Here’s why we play judge and jury on social media

Discovering the truth about celebrity feuds.

Rosie studies theology in Oxford and is currently training to be a vicar.

A montage shows two celebrity faces in opposition
Lively and Baldoni face off.

Depending on your Instagram algorithm, you might have seen that Hollywood actors Blake Lively and Justin Baldoni continue to make news with their ongoing feud, which is soon to reach litigation in the US civil courts. Then again, maybe you haven’t – in which case kudos to your scrolling habits and for avoiding celebrity clickbait (unlike me). 

What interests me about their dispute – and others that have gone before it – is how it spotlights our need, as the general public, to search out the truth. And to make ourselves judge and jury on the matter. 
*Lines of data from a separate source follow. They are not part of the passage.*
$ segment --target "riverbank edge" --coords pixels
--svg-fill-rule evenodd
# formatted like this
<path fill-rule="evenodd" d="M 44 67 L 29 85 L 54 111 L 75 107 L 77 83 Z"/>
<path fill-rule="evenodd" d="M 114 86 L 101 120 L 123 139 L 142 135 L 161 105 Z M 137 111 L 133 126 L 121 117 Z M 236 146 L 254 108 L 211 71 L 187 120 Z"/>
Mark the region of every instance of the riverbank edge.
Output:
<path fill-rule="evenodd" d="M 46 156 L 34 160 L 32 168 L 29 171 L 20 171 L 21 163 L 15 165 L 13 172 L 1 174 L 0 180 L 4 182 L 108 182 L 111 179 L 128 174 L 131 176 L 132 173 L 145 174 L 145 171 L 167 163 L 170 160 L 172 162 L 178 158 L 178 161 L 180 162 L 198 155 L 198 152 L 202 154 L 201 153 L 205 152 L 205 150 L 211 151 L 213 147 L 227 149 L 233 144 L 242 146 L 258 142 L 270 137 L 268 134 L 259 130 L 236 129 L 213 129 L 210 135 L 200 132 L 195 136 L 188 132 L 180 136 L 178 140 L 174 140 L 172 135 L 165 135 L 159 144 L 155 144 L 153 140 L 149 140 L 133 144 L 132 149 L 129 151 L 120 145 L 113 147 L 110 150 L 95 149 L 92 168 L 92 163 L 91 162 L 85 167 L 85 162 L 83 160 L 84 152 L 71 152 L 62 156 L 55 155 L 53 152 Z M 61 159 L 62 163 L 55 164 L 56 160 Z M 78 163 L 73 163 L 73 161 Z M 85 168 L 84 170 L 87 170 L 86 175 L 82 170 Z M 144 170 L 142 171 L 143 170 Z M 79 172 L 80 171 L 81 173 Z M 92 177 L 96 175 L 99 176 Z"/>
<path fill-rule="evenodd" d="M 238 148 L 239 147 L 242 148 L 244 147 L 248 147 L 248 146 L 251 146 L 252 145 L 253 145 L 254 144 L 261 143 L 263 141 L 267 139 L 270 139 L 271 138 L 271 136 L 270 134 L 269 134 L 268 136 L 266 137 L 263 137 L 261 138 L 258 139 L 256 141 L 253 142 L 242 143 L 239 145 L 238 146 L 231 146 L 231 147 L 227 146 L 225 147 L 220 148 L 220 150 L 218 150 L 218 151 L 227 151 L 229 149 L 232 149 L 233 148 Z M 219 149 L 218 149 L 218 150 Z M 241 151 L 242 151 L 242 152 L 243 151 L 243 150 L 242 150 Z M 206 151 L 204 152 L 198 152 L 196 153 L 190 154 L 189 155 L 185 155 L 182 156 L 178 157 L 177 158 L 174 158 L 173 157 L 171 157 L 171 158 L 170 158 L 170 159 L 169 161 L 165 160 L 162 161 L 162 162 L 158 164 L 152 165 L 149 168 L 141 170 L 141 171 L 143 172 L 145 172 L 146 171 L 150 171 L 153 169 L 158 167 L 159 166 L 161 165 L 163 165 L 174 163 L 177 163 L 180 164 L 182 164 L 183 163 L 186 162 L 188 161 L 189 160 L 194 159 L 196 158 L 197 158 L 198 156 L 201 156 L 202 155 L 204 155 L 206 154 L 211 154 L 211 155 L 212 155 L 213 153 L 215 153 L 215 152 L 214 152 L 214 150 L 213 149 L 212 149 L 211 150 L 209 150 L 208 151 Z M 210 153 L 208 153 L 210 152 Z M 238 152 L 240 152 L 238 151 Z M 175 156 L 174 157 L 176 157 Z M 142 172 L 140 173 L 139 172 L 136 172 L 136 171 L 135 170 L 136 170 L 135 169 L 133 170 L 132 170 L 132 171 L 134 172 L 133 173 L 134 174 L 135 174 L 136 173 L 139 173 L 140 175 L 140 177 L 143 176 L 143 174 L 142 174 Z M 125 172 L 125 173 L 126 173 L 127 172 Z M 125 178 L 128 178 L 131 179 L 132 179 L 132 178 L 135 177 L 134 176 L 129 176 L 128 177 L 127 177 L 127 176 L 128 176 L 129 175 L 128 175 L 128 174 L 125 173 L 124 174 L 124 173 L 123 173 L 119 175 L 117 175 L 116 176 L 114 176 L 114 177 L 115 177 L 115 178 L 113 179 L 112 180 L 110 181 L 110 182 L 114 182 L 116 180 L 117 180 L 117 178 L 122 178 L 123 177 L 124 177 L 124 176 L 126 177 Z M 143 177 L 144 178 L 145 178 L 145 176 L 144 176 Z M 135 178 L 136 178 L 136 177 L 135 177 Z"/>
Having starred together last summer in It Ends With Us, Lively soon after accused Baldoni of sexual harassment and of orchestrating a smear campaign against her during the film’s press tour. Baldoni responded by suing the New York Times for libel, and Lively for civil extortion and defamation. Cue some biased media reporting, and conflicting evidence being released by their legal teams, and both actors’ reputations have been significantly damaged by the dispute.  

With their accounts remaining at complete odds with each other, the question Instagram’s pundits keep coming back to is: which one of them is telling the truth? 

The reality is we’ll probably never fully know (and, obviously, it’s not actually any of our business, so I won’t speculate).  

But it makes me reflect on how, in lots of instances of conflict, the answer can be blurrier than we’d like. 

The judges and juries of Instagram rarely, if ever, offer us this kind of impartiality in their search for the truth.

So often, in disagreements and disputes, both parties’ accounts have a seed of truth in them. But as we ruminate on the event afterwards, the risk is that we re-interpret it according to our values, biases, and past experiences. That seed of truth is watered by the stories we tell ourselves, growing and morphing into something that can become hard to untangle. 

Over time, as we centre ourselves in the narrative, we become the ultimate arbiters of our truth.  

But when the stories we tell ourselves become the stories we also tell others, and we discover that our respective truths are in fundamental conflict with each other, it exposes how our perception of a situation might differ from is reality. 

Which is why, so often, we have to defer to impartial third parties to search out the ultimate truth. Judges and juries who seek to understand each person’s story but who also inhabit the fuller narrative, and who can untangle the layers of interpretation we unknowingly heap onto our experiences. 

The judges and juries of Instagram rarely, if ever, offer us this kind of impartiality in their search for the truth. 

But they remind us that truth is, ultimately, found outside of ourselves. And that, in discovering the truth, we can also find the justice we’re so often longing for. 

Maybe we’re all just suckers for a bit of clickbait. But perhaps the need to make ourselves judge and jury also points to a deeper part of our humanity. We’re all seeking after truth in this world – if only we can find it.